Tuesday, February 16, 2016

At the place of the sea



Yesterday was an extremely difficult day for me. Still trying to get settled into our home in Connecticut, while trying to sell our home up north is presenting it's own set of challenges. Needless to say, finances are at the top of that list. Trying to maintain a healthy attitude in the midst of a storm is harder than it sounds. I found myself yesterday standing at the place of the sea; figuratively speaking that is. I was trying to wrap my head around everything that's happened and what is still happening and there is no logical reason that makes any sense to me whatsoever.

When the children of Israel were enslaved in bondage in Egypt for well over 400 years, they had been crying to The Lord to send them a deliverer to free them. Generations of people died never seeing the deliverer, and years passed. Then one day God answers their prayer, 430 years later, and sends Moses to deliver them. To make a long story short, he leads them out of Egypt into the wilderness to wander for weeks until finally making it to the edge of the Red Sea. Meanwhile Pharaoh's armies are chasing them and have them trapped in the desert with no where to go. Armies poised on the one side and the Red Sea on the other- this is what you might call a dilemma. The scripture says that the children of Israel complained to Moses, but I would imagine it was a bit more intense than that. They asked Moses why God had taken them out of Egypt only to bring them into the desert to die. I know it sounds crazy, but I get that. I understand their concerns and their frustration. Let me explain.

Last Spring when my wife and I discussed the possibility of moving out of Connecticut, it was for the most part, strictly for financial reasons. It is very expensive living here and everything costs more here. We both were tired of always working for money to pay bills with little to nothing left after every paycheck. Moving to a less expensive state with lower taxes, into a smaller home with fewer expenses seemed like a plausible idea. Being believers, we prayed to God and asked for His blessing and for His guidance to make sure this was a wise move for us at this time. Weeks passed and we talked some more. I realized that our businesses weren't being blessed while we were living here so I asked a seemingly ridiculous prayer. "Lord, if you're not blessing us enough to stay here, then please at least  bless us enough to leave" and within weeks both of our businesses prospered to where were were in a position to purchase a home up north without having our home sold yet, including having money for moving expenses.

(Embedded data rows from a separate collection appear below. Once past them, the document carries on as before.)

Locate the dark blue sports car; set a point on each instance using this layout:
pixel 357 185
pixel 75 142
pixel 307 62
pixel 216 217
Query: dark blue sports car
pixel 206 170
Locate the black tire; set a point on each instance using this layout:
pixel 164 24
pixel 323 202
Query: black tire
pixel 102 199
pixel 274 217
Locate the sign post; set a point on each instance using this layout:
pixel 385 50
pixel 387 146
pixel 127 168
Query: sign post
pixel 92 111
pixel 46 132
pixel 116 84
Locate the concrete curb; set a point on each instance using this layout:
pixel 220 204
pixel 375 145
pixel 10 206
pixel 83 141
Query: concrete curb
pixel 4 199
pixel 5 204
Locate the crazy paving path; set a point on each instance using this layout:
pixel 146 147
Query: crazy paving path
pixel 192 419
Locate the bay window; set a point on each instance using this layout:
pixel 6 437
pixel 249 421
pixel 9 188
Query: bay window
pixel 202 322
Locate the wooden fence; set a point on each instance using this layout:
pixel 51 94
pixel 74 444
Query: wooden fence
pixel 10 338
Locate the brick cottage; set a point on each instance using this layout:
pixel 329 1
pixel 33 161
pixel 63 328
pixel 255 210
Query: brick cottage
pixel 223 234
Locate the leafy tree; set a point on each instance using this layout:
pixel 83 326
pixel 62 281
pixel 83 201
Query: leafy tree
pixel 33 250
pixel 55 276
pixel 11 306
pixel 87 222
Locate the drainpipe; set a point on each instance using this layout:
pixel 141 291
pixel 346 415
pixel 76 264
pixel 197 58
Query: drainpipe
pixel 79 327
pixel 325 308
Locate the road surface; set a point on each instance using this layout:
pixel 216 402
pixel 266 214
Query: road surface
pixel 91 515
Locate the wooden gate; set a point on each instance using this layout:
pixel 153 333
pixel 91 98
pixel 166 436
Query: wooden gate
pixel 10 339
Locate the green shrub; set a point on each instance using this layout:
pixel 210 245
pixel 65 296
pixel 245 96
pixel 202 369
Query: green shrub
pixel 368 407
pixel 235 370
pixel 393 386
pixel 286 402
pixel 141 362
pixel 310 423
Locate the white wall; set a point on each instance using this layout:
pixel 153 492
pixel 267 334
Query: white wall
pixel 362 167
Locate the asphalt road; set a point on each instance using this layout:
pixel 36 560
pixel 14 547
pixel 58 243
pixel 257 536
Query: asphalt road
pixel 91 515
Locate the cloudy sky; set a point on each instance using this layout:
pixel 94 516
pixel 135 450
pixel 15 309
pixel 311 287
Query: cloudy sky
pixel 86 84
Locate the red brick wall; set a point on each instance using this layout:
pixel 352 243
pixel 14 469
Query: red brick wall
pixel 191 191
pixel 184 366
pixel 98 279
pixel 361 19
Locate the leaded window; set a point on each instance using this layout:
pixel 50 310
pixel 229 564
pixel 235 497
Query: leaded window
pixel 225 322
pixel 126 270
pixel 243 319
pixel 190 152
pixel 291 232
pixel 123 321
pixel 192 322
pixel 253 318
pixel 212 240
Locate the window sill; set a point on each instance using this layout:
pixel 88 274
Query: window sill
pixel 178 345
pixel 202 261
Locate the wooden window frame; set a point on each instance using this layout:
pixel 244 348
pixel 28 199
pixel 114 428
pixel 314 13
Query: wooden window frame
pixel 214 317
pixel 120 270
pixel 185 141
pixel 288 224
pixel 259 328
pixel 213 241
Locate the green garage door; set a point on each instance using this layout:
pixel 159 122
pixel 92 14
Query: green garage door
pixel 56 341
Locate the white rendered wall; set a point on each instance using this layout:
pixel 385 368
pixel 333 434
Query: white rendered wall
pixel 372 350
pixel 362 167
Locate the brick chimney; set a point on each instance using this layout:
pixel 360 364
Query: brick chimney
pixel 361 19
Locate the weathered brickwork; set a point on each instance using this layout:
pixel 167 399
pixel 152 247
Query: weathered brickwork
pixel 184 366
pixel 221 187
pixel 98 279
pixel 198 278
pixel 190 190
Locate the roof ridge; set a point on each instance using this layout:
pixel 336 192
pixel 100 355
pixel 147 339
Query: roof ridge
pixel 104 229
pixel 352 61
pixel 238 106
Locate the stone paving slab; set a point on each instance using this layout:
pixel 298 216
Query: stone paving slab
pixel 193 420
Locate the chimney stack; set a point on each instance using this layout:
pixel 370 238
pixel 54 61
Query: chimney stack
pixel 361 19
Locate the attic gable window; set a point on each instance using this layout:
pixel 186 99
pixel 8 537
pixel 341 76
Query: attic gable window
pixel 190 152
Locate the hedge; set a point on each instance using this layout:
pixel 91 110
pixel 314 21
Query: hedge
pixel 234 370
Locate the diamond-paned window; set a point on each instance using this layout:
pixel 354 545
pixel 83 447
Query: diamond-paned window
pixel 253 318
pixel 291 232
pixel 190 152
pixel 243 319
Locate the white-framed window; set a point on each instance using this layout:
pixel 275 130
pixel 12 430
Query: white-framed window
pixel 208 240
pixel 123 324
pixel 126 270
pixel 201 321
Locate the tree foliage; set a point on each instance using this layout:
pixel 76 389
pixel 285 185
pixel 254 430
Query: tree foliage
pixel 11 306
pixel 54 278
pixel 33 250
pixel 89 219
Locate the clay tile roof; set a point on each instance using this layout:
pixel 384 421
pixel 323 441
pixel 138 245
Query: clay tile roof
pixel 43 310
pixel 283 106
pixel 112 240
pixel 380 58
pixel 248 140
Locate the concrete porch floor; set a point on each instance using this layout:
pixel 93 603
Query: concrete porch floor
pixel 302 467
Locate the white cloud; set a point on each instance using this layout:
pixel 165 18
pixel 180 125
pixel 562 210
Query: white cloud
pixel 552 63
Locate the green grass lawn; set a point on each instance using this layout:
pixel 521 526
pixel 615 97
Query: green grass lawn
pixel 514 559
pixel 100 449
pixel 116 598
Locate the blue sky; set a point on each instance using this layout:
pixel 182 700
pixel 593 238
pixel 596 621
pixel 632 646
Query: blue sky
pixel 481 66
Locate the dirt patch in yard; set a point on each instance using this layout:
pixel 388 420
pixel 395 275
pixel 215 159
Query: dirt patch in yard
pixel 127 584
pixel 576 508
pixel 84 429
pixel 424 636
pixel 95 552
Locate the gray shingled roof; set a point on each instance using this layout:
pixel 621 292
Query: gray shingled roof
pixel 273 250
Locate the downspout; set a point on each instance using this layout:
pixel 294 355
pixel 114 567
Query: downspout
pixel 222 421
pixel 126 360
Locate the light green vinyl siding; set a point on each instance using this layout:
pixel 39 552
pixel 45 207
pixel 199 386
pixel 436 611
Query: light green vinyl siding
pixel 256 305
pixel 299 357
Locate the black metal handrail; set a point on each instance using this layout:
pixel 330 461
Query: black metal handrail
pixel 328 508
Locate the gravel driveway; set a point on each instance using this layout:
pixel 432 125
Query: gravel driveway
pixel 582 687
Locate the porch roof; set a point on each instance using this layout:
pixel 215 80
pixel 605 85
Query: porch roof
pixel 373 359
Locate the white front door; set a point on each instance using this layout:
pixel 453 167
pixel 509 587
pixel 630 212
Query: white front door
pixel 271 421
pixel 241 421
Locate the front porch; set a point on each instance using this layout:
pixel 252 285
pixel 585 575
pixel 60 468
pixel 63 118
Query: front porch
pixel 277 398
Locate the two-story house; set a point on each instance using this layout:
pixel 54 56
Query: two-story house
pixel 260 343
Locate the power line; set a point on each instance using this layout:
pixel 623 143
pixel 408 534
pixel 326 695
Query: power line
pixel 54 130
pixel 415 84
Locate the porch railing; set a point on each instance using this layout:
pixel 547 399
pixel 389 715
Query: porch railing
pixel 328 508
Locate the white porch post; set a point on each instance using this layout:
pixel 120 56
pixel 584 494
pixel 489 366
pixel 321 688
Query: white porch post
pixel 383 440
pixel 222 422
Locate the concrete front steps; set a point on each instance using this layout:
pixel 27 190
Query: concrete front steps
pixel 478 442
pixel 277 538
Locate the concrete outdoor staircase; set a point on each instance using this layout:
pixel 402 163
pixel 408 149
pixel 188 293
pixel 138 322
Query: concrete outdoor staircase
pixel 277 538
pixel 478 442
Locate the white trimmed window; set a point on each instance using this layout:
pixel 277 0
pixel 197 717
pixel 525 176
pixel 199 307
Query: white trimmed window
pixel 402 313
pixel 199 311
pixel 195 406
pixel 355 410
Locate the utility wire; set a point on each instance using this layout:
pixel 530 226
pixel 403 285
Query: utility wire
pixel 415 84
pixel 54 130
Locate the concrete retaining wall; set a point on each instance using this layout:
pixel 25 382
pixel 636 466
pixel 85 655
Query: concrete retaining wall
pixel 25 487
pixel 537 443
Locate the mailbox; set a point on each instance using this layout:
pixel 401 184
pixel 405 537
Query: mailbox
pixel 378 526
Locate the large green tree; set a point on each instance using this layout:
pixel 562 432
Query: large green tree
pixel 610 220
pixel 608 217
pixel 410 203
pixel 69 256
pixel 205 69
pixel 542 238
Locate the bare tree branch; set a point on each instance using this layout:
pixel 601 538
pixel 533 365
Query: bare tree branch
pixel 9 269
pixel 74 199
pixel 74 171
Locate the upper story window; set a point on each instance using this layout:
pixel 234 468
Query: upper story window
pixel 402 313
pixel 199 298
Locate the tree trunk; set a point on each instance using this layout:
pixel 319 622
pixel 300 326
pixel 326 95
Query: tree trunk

Now, after being back in our Connecticut home we are looking around almost in a fog wondering why God would take us out of our home, bring us up north, let us get settled in, spend thousands of dollars buying a home, registering our vehicles and moving twice in 90 days, only to bring us back into our original home, that- by the way, never sold. It seems absolutely unreal. I definitely feel like I am standing at the place of the sea. Not quite sure if the armies of Pharaoh will destroy me or will I drown in the sea in front of me. Only God knows. But for the moment, I have to find something to be thankful for so here goes. There's a part of the story about Moses that I haven't shared yet, and that's where he speaks to the children of Israel and says, "Fear not, stand still, and see the salvation of The Lord." There was hope and the sea parted and Israel walked through and were saved.

I have to believe that as with them, there is a salvation coming for my wife and I and this heartache will come to an end. I guess what I am thankful for today is that I still have some hope left inside of me to wait on our miracle. It may not seem like much to someone else, but from where I am standing, it's more powerful than you will ever know.